Devastated mother struggles to rebuild life
Chandra Mungal will wake up this morning still expecting to see her beloved son, Shijuan.
Exactly a year has passed since the 16-year-old died after a stranger hit him with a baseball bat and Ms Mungal is still trying to pick up the pieces after the devastating loss of her only child.
The conviction on Wednesday afternoon of Kiahna Trott-Edwards for her son's murder brought “justice for Shi” and she now hopes she can begin to slowly rebuild her life without the person she cared for most.
But the last 12 months have been a harrowing and painful ordeal for Ms Mungal and her family.
“It's been really, really hard to get over the fact that I don't have my son any more,” she said.

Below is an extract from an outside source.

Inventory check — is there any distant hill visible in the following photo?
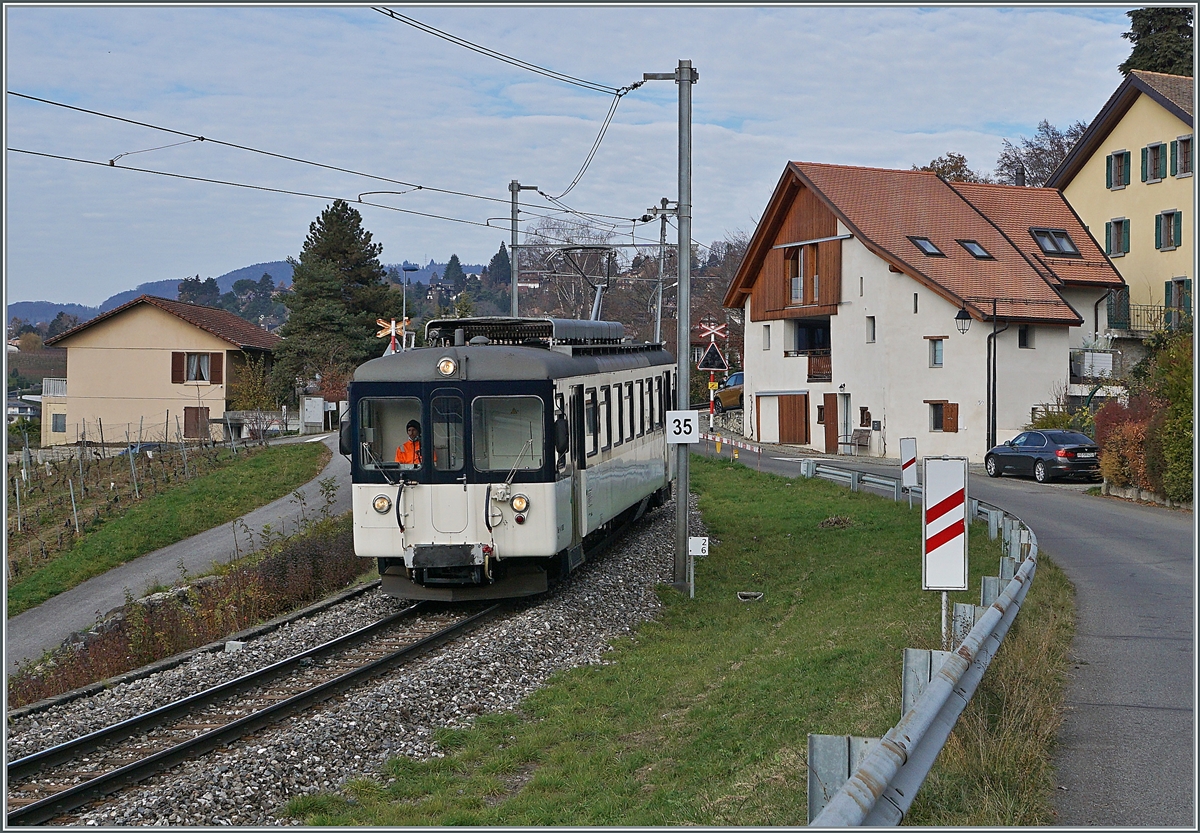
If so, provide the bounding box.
[6,260,484,324]
[7,260,292,324]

“It was always just me and him. When he died I was like, what do I do now? I did not know what to do. I did not know what my purpose in life was. I was just lost.
“It's been a whole year and I still can not believe he is not here. I just don't know how to pick up the pieces.

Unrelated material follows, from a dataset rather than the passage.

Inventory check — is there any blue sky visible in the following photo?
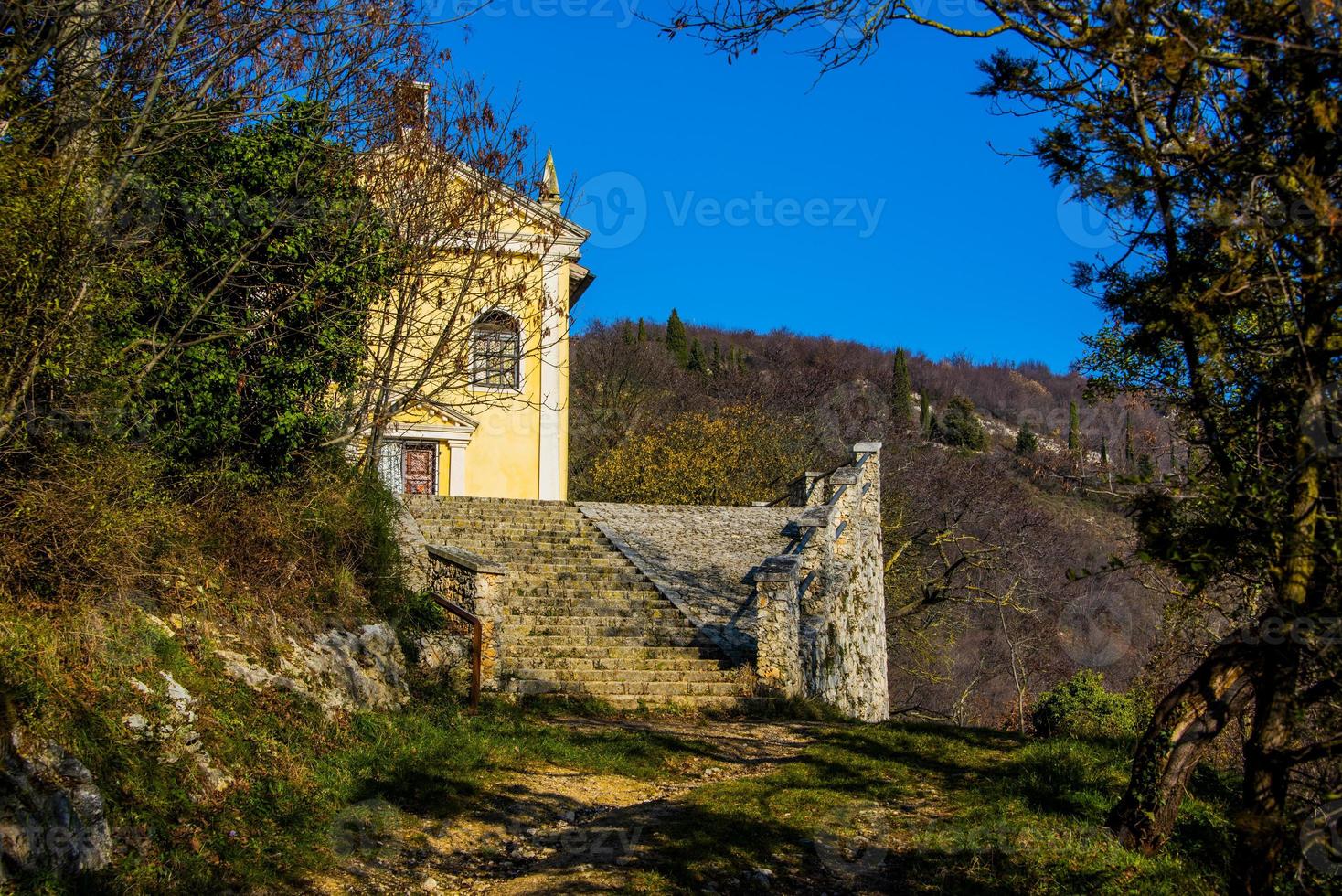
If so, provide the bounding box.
[442,0,1104,368]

“I have had a lot of support from family and friends along the way, and I have not been by myself for one day. People have been good to me and got me through this.
“I do want to start to rebuild now that justice has been done and start to try and move on with my life without him. It's really hard because of how close we were. We shared everything. He did not hide anything from me.”
Mr Mungal suffered fatal head injuries after being attacked by Trott-Edwards with a baseball bat outside an apartment complex on Ord Road in Warwick.
The teenager and Trott-Edwards, 32, had been involved in verbal altercation on a bus before the fatal attack on September 8, last year.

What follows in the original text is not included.